# Basic Statistics for Raster Data

This notebook demonstrates how to compute basic statistics for raster data using `rasterio` and `numpy` in Python. Statistics such as mean, standard deviation, minimum, maximum, and histograms are essential for understanding remote sensing datasets.

## Prerequisites
- Install required libraries: `rasterio`, `numpy`, `matplotlib` (listed in `requirements.txt`).
- A sample GeoTIFF file (e.g., `sample.tif`). Replace the file path with your own raster file.

## Learning Objectives
- Compute global and per-band statistics for raster data.
- Generate histograms for raster values.
- Handle masked or no-data values in calculations.

In [None]:
# Import required libraries
import rasterio
import numpy as np
import matplotlib.pyplot as plt

## Step 1: Load the Raster File

Load the raster file and read its data. We’ll handle no-data values by masking them.

In [None]:
# Define the path to the raster file
raster_path = 'sample.tif'

# Open the raster file
with rasterio.open(raster_path) as src:
    raster_data = src.read(masked=True)  # Read with mask for no-data values
    nodata = src.nodata

# Print basic information
print(f'Raster shape: {raster_data.shape}')
print(f'No-data value: {nodata}')

## Step 2: Compute Global Statistics

Calculate statistics across all bands, treating the raster as a flattened array (ignoring no-data values).

In [None]:
# Flatten the raster data (all bands) and mask no-data
flattened_data = raster_data.compressed()  # Returns array without masked values

# Compute statistics
global_min = np.min(flattened_data)
global_max = np.max(flattened_data)
global_mean = np.mean(flattened_data)
global_std = np.std(flattened_data)

# Print global statistics
print(f'Global Min: {global_min}')
print(f'Global Max: {global_max}')
print(f'Global Mean: {global_mean}')
print(f'Global Standard Deviation: {global_std}')

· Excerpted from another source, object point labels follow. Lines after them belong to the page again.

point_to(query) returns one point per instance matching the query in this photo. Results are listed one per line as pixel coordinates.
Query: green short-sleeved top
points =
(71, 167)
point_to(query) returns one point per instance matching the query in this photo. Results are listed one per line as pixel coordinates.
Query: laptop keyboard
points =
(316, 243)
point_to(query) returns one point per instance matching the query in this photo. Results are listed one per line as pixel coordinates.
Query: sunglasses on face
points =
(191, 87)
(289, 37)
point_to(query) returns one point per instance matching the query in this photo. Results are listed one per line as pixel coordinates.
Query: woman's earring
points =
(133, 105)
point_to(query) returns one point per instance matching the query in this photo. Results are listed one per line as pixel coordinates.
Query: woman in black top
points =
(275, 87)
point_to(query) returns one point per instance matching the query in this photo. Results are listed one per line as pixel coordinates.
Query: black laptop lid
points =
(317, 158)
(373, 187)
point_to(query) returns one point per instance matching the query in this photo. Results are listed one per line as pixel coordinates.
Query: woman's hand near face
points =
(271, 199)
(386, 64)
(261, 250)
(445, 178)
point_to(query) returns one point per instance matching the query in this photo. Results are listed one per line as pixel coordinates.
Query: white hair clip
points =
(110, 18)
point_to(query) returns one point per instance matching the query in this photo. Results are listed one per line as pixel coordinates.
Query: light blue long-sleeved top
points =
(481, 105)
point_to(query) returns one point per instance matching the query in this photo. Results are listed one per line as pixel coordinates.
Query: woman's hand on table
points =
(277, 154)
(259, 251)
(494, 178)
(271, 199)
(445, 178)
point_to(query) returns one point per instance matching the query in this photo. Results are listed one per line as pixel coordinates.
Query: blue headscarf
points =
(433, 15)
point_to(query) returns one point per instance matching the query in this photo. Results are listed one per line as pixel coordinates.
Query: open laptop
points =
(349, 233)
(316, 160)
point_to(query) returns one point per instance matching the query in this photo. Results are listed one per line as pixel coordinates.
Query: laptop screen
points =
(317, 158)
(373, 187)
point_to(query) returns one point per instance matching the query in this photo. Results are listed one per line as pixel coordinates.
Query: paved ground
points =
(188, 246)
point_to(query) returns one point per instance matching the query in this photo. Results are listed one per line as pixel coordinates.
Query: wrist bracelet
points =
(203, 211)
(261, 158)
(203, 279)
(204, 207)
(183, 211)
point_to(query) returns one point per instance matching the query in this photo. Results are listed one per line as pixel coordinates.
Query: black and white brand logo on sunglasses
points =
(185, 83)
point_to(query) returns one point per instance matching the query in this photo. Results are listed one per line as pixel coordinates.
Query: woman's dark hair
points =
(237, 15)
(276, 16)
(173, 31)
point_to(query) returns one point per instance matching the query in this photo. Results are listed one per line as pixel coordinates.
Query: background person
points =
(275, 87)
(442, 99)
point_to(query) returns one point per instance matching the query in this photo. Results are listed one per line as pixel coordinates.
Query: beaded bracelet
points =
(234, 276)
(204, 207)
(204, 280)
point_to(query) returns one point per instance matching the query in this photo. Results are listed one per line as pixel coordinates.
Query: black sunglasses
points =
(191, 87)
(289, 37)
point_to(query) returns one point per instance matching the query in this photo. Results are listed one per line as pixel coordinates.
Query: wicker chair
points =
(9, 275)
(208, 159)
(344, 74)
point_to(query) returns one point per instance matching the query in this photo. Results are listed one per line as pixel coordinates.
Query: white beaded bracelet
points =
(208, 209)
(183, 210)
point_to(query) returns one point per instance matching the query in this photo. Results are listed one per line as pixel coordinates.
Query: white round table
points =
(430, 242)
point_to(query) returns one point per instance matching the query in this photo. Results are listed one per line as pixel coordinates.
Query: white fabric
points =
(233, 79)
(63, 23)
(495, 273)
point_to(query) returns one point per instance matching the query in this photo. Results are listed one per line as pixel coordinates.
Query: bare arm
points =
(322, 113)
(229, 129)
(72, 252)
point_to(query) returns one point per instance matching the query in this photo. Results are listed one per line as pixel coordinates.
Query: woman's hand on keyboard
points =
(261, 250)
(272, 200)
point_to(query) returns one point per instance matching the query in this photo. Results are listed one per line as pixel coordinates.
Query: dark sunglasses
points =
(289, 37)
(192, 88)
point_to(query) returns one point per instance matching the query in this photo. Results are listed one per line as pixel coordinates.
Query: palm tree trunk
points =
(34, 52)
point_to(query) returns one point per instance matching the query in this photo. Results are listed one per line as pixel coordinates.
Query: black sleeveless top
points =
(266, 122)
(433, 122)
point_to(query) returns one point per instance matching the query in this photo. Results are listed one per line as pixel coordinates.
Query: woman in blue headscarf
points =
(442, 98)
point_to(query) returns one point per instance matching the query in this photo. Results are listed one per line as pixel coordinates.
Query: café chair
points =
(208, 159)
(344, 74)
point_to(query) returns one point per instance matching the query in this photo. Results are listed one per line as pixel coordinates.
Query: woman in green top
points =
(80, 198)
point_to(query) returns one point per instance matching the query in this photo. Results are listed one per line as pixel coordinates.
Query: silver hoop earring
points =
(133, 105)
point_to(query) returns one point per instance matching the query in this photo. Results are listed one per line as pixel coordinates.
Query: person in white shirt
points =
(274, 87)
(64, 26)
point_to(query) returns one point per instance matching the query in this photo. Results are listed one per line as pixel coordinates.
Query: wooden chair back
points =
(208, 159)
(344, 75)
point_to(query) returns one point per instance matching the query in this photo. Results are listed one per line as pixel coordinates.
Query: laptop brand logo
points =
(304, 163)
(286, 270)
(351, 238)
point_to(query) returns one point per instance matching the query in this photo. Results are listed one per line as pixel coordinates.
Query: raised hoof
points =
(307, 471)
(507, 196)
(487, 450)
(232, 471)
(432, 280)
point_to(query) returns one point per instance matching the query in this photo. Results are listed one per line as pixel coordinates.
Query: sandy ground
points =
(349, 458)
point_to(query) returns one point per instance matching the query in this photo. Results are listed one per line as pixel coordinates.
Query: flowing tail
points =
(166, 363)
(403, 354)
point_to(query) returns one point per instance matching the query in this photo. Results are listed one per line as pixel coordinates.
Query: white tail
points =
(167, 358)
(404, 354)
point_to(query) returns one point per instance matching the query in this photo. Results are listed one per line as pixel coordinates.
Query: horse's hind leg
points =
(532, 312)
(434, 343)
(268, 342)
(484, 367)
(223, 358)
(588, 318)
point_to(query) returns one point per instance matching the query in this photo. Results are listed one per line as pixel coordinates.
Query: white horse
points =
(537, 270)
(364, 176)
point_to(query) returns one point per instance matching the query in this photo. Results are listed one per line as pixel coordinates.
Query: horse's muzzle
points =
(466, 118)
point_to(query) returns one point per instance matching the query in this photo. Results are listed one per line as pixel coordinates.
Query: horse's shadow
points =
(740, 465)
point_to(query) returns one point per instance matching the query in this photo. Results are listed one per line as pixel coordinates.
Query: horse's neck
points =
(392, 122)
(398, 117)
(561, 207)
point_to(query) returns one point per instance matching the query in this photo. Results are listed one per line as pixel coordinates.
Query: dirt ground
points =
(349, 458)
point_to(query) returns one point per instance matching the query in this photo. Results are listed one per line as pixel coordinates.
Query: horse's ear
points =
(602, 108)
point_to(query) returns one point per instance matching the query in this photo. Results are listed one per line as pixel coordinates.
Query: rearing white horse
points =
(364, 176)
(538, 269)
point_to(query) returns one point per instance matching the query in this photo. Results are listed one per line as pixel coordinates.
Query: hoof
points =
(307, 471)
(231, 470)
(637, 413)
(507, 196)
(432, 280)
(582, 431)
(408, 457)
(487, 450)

## Step 3: Compute Per-Band Statistics

Calculate statistics for each band individually.

In [None]:
# Number of bands
num_bands = raster_data.shape[0]

# Compute statistics per band
for band in range(num_bands):
    band_data = raster_data[band].compressed()
    band_min = np.min(band_data)
    band_max = np.max(band_data)
    band_mean = np.mean(band_data)
    band_std = np.std(band_data)
    print(f'Band {band+1}: Min={band_min}, Max={band_max}, Mean={band_mean}, Std={band_std}')

## Step 4: Generate Histogram

Create a histogram for a selected band to visualize the distribution of pixel values.

In [None]:
# Select the first band for histogram
band_data = raster_data[0].compressed()

# Plot histogram
plt.figure(figsize=(8, 6))
plt.hist(band_data, bins=50, color='blue', alpha=0.7)
plt.title('Histogram of Band 1')
plt.xlabel('Pixel Value')
plt.ylabel('Frequency')
plt.show()

## Next Steps

- Replace `sample.tif` with your own raster file.
- Compute additional statistics (e.g., median, percentiles) using `np.median` or `np.percentile`.
- Generate histograms for other bands or the entire dataset.
- Proceed to the next notebook (`06_reproject_resample_raster.ipynb`) to learn raster reprojection and resampling.

## Notes
- Using `masked=True` ensures no-data values are excluded from calculations.
- For large rasters, consider computing statistics in chunks to save memory.
- See `docs/installation.md` for troubleshooting library installation.